For years, Democrats have argued that as the country grew more diverse and more urban, their party would be able to marshal a near-permanent majority with a rising coalition of voters of color. By turning out that base, Democrats could win without needing to appeal to affluent suburbanites, who are traditionally more moderate on fiscal issues, or white working-class voters, who tend to hold more conservative views on race and immigration.
Except that minority voters are much less likely to be ideological on the usual political spectrum. And amplifying identity politics actually makes minority voters more likely to vote tribally and less likely to get sucked into the ideological abstractions that white lefties inhabit.
Some scholars and strategists argue that Black and Latino voters are more likely to center their political beliefs on those kinds of experiences in their own lives, taking a pragmatic approach to politics that’s rooted less in ideology and more in a historical distrust of government and the ability of politicians to deliver on sweeping promises.
“These standard ways of thinking about ideology fall apart for Black Americans,” Dr. Jefferson said. “The idea of liberalism and conservatism just falls to the wayside.”
He added, “It’s just not the language Black folks are using to organize their politics.”
I think that’s actually fundamentally correct.
Working-class voters, white or black, have fairly little time and interest in ideology. They have strong tribal sentiments and gut instincts that they go with.

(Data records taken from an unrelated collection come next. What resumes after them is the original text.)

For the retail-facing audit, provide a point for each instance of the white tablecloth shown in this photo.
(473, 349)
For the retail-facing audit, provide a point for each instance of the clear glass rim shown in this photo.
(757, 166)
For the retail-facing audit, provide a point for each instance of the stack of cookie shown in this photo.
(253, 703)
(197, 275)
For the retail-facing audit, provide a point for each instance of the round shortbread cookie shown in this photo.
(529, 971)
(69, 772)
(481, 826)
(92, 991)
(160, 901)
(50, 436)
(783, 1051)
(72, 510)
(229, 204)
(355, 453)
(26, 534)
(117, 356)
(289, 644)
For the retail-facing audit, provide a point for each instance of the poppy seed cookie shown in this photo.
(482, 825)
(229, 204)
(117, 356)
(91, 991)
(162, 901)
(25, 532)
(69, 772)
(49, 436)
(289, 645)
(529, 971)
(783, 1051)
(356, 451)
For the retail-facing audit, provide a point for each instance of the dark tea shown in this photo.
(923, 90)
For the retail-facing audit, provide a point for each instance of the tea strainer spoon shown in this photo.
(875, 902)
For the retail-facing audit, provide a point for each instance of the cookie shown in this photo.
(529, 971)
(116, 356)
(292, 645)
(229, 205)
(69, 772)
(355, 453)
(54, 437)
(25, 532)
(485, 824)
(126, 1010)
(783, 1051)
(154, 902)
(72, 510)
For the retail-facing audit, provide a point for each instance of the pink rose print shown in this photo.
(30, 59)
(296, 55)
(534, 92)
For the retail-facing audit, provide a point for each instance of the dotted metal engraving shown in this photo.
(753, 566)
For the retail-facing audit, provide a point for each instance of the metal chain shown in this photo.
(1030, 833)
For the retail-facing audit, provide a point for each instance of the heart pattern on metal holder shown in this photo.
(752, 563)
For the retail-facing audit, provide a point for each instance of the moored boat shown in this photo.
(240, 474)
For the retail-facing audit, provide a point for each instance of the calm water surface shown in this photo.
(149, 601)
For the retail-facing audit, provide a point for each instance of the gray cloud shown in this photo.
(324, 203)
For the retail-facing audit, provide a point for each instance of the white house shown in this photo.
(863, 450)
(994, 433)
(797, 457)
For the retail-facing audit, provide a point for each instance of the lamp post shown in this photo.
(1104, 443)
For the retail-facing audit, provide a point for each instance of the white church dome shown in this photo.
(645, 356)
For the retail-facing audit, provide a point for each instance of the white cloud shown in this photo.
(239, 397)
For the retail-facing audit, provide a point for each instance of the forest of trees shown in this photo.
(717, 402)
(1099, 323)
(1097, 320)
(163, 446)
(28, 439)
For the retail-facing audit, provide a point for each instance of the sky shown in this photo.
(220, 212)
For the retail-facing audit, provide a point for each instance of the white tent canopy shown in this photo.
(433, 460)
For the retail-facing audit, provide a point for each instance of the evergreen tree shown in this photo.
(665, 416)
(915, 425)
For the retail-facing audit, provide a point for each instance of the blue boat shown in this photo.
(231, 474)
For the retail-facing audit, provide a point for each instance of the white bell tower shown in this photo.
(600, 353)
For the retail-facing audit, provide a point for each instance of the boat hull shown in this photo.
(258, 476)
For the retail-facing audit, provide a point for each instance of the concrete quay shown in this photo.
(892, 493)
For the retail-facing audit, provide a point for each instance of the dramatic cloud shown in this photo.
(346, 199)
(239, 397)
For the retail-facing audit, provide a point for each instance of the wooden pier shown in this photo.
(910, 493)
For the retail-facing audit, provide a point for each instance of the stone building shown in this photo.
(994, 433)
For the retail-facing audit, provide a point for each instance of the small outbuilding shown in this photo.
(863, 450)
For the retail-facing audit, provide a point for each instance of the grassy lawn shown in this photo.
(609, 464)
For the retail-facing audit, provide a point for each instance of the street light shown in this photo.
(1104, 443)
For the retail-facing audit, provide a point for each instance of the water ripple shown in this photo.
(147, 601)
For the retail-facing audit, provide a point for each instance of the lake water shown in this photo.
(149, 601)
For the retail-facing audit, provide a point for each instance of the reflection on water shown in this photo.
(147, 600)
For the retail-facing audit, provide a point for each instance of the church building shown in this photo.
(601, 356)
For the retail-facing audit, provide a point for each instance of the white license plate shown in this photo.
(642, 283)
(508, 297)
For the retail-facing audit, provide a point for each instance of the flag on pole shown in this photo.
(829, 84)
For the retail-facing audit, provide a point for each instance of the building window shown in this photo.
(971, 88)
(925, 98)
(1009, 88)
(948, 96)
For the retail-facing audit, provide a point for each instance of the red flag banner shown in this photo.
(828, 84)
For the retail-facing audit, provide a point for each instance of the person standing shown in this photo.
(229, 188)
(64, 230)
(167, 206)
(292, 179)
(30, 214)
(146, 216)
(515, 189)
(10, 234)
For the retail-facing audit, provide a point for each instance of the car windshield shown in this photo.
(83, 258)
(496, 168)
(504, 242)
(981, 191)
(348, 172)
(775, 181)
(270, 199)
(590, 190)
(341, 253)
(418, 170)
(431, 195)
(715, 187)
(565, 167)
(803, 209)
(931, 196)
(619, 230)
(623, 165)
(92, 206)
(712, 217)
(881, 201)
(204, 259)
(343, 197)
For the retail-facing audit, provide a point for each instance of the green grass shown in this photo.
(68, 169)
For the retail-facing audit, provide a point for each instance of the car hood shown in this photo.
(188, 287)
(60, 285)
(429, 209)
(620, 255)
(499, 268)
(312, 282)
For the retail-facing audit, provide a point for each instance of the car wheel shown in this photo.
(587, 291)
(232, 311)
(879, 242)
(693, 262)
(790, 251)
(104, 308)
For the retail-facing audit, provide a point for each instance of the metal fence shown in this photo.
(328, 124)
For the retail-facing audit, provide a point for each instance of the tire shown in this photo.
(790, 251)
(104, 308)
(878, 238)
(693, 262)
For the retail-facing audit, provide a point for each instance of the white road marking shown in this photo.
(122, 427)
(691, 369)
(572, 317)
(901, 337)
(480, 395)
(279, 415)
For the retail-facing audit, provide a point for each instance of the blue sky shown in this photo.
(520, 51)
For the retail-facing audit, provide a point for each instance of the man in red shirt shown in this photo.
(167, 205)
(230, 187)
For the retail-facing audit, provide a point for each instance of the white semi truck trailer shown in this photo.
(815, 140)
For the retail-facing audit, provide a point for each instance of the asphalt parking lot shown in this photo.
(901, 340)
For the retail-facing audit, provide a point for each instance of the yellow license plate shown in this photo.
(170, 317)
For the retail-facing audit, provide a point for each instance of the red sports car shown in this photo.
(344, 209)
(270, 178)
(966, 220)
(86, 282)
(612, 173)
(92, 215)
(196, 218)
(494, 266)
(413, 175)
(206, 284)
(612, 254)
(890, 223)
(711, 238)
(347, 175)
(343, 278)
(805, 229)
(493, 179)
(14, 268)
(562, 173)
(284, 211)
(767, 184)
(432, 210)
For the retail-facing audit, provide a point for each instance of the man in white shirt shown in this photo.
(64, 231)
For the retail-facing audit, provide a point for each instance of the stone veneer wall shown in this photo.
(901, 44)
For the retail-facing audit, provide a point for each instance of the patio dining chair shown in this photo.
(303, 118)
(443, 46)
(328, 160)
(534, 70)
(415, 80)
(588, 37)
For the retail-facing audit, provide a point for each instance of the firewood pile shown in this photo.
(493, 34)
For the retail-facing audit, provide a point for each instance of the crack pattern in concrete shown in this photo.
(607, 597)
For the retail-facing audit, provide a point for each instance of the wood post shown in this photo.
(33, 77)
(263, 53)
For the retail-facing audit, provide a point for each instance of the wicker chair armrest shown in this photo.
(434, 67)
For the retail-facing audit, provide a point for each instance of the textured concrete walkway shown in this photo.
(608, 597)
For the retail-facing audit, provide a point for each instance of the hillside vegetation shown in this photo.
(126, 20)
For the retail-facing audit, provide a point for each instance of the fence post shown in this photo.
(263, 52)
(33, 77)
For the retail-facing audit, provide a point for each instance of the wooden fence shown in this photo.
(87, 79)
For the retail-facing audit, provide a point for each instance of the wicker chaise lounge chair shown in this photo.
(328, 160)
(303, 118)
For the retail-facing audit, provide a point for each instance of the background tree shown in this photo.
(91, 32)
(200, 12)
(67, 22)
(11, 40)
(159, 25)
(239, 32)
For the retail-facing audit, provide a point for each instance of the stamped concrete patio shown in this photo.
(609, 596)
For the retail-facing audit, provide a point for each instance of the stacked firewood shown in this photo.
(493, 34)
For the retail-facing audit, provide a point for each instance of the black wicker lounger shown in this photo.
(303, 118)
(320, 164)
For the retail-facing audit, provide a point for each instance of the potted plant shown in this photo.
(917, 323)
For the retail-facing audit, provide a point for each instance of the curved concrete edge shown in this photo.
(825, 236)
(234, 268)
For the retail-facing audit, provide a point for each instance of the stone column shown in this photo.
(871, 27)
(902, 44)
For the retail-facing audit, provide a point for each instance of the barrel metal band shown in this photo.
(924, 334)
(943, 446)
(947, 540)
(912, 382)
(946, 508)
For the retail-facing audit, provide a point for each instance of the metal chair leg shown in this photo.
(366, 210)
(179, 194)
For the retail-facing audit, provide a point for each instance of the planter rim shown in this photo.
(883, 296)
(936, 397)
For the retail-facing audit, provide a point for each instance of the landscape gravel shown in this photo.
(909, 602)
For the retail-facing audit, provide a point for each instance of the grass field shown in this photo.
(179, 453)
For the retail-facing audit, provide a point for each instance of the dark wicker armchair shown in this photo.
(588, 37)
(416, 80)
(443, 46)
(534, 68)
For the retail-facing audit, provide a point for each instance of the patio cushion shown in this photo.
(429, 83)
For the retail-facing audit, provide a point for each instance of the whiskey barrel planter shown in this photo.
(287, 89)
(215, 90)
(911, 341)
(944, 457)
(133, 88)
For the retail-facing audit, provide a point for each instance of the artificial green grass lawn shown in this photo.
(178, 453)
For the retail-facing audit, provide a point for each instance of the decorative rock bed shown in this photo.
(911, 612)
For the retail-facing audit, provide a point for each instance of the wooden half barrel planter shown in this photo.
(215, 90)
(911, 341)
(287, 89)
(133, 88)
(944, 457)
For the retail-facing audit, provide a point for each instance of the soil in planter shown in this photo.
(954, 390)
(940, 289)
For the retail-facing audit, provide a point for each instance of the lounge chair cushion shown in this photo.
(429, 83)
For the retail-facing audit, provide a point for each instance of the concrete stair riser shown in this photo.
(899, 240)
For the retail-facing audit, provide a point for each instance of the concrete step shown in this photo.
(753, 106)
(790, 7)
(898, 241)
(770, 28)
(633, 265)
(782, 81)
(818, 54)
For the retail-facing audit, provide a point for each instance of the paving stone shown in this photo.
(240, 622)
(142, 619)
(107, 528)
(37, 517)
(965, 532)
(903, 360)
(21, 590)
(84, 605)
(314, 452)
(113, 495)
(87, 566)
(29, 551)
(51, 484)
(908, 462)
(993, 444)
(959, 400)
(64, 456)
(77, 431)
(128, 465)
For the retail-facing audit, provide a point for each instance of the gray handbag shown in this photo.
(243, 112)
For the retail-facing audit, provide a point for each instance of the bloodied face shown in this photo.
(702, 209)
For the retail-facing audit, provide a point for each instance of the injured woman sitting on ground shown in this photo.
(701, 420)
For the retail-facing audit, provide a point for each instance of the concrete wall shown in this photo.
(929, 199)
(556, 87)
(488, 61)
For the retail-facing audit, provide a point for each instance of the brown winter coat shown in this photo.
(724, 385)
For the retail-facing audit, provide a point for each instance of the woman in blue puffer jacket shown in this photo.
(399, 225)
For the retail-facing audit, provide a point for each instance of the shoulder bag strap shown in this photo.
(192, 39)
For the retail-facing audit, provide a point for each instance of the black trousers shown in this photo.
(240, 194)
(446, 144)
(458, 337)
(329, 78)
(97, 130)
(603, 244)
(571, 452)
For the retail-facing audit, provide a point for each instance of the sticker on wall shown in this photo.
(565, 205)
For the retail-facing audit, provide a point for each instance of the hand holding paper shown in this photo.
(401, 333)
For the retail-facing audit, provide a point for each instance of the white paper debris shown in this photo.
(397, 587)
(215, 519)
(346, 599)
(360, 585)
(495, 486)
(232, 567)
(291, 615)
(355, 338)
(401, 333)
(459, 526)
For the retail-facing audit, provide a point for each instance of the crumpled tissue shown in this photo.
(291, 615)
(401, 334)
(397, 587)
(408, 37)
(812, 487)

Leftists know that and usually use simplistic slogans and basic outrage to move voters. But that doesn’t work as well when they’re championing policies that clearly backfire. Like police defunding.
Manipulating people and actually working for them are also very different things.
The Left is also obsessed with not just manipulating people into supporting its causes, but “educating” them into its dogma. And that’s where things break down, especially with the older female minority voters who are more likely to vote, and have little interest in the lectures that are at the heart of leftist organizing.
Cults want you to believe what they do, rather than to just vote their way. They reshape political language around their dogma. And voters who don’t want to join the cult, go elsewhere.
The Left’s tribalism, which is political, is different than racial tribalism. Despite the political overlap, the result is always an uneasy coalition.
The woke white hipster from an expensive bedroom community is only going to have so much in common with the elderly black lady from the ghetto.